Volvió a mirar los libros que tenía esparcidos alrededor. «Tiene que ser fácil descubrir los más importantes en literatura», pensó. Dividió el montón de libros en dos grupos: a un lado del cuaderno Conrad, Camus, Dostoievski y Melville, y al otro Dickens y Twain. «La oscuridad y la luz», se dijo. Sacudió la cabeza; no iba a leer ni la mitad de aquellos libros, y en realidad no entendía por qué era tan importante que fuese a todas partes cargándolos en la mochila. Pero era precisamente lo que hacía, meterlos dentro todos los días, junto a los trabajos en curso, como si el peso de las palabras importantes sobre su espalda pudiera de algún modo filtrarse en su visión y motivar su conducta. Se preguntó si tendría algún límite de tiempo inconsciente para cargar con libros ya leídos. Se dijo que podía desarrollar un sistema de clasificación para la literatura: los libros que transportara durante más de un mes después de haberlos terminado eran auténticos clásicos; tres semanas suponía menos grandeza; dos semanas, probablemente debía cargar con ellos debido al tema que trataban, si no por cómo habían sido escritos; una semana indicaba tal vez un personaje interesante, pero no un libro interesante; ¿menos de una semana? Aspirantes.
«Sin embargo —pensó—, existe un peculiar consuelo en el hecho de saber que uno tiene cerca de sí palabras de categoría.»
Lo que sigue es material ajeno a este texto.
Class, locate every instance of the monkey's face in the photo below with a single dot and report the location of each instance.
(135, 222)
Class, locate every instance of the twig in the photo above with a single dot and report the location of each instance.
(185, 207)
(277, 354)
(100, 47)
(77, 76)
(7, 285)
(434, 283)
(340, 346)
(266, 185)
A veces se preguntaba si los libros no estarían vivos, si después de cerrar la tapa los personajes, los lugares y las situaciones no cambiarían, discutirían, debatirían, para regresar a su sitio en el momento en que alguien abriese otra vez la tapa. Resultaría apropiado. Contempló el ejemplar de Camus, que descansaba en lo alto del montón correspondiente a la oscuridad. «A lo mejor —se dijo—, Sísifo descansa cuando el libro está cerrado; se sienta jadeando, con la espalda derrumbada contra su roca, preguntándose si esta vez la roca se tambaleará al llegar a la cima y luego, de modo milagroso, se quedará quieta. Luego, al percibir que las páginas del libro se abren por donde se habla de él, se incorpora, arrima el hombro contra la roca y, sintiendo el reconfortante frescor de la dura superficie, flexiona los músculos, hace acopio de fuerzas y vuelve a empujar.»
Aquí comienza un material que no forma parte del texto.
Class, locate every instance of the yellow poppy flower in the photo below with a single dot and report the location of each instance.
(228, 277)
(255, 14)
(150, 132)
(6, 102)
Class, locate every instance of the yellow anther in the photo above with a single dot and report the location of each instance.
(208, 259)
De repente se sintió tentada de alargar la mano y abrir el libro de improviso, para ver si pillaba a Sísifo descansando.
Sonrió otra vez.
Levantó la vista y sus ojos se cruzaron momentáneamente con los de un hombre que se hallaba sentado al otro extremo de la sala. Estaba leyendo, aunque no logró distinguir el título. Al parecer, él había levantado la vista en el mismo instante. Sonrió. Ella le sonrió a su vez. «Será un joven profesor», pensó. Desvió la mirada y la dirigió hacia la ventana. Después dejó que sus ojos volvieran a posarse en aquel individuo. Había vuelto a su lectura.
Miró sus libros. Miró sus apuntes. Miró otra vez por la ventana. Miró de nuevo al hombre, pero éste había desaparecido.
De pronto se acordó de la queja de su madre:
—¡Pero en Florida no vas a conocer a nadie!
Y en la respuesta que ella le dio:
—Pero es que no necesito conocer a nadie.
—Pero vamos a echarte de menos…, y Florida está muy lejos —dijo la madre con tristeza.
—Yo también os echaré de menos, pero necesito tiempo para escapar.
—Pero si allí hace calor todo el tiempo.
—Madre.
—Está bien. Si es lo que quieres.
—Es lo que quiero.
«No hacía calor todo el tiempo», se dijo. Su madre estaba equivocada. En invierno hacía un frío inevitable, alguna masa de aire ártico a la deriva que, perdida en su persecución del estado de Massachussets, tropezaba con el centro del país y terminaba aterrizando despatarrada sobre la península de Florida. Era un frío cruel, carente ele la belleza y la aterradora quietud de las montañas de Colorado, Era simplemente un frío irritante; las palmeras parecían encogerse sobre sí mismas, los edificios, mal dotados en lo que se refería a aislamiento, parecían aguantar tenazmente en medio del aire helado. Eran jerséis y chaquetones bajo un cielo que por lo visto sólo sabía hablar con propiedad de playas. Le resultaba irónico que hubiera pasado mucho más frío en un día de enero en Tallahassee de lo que había pasado en su casa en toda su vida.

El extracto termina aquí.